*Por Ana Paula Abritta
Recently, Brazil officially declared its request to join the Organization for Economic Cooperation and Development (OECD) by means of a letter signed by Foreign Affairs Minister, Aloysio Nunes and Finance Minister Henrique Meirelles.
Considered a Key Partner of the organization, Brazil is eager to achieve its accession through a mild and fast process. It´s known that the Brazilian government expects to achieve the membership within 3 years. If approved, Brazil would become the biggest emerging market member of the group and the third from Latin America, after Mexico and Chile.
The fact that Brazil could be the only Brics country to be part of OCDE would put it in a strategic position regarding the world´s market. Thus, the government’s intention is to raise the credibility level and support the reforms necessary to guarantee the economy´s growth. Joining the OECD would be a sign to investors that Brazil is committed to modernize its rules and with structural reforms, improving the country’s attractiveness to foreign investment.
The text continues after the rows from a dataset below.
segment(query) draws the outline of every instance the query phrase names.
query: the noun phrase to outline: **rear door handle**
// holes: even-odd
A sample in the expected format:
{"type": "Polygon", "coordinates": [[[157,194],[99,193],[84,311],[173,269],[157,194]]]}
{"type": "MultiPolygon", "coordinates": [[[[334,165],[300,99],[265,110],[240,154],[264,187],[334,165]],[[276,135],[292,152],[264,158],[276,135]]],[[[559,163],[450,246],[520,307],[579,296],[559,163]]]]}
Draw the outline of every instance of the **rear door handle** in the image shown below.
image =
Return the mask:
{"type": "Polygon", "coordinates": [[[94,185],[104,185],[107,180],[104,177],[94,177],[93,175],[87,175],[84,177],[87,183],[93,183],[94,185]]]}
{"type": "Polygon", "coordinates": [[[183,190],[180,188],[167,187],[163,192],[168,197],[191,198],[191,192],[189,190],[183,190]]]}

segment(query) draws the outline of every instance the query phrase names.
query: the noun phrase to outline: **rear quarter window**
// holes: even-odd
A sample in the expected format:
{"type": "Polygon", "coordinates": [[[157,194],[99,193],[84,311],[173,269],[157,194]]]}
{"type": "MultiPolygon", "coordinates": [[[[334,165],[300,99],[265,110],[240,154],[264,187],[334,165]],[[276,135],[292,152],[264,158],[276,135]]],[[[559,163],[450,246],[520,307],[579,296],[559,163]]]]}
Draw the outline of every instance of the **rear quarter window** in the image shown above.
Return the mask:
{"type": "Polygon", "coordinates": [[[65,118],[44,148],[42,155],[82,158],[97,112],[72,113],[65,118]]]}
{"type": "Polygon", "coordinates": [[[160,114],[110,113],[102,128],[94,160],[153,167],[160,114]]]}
The Brazilian Institute of Geography and Statistics (IBGE) announced a growth in the GDP of 1% in the first quarter of 2017. Though the index remains at a negative rate, it already shows a small consequence of the measures adopted by the government and stands out as in the right path. The necessary upgrading Brazil would have to adhere regarding tax rules and transparency policies to comply with OECD’s standards, are also seen as measures to help at the credibility enhancement of the country and its public policies.
The approach of Brazil with the organization is another step taken by the Government aiming at strengthening ties with developing countries. Though the process started with Lula and was strengthen with Rousseff, who signed an agreement between Brazil and the organization, the continuity delves into the current administration´s preference for relations with developed countries. Overall, the required changes would face tough resistance from Brazil’s bureaucracy, but it´s a necessary price to pay, once the country needs to regain its confidence and international trustworthiness.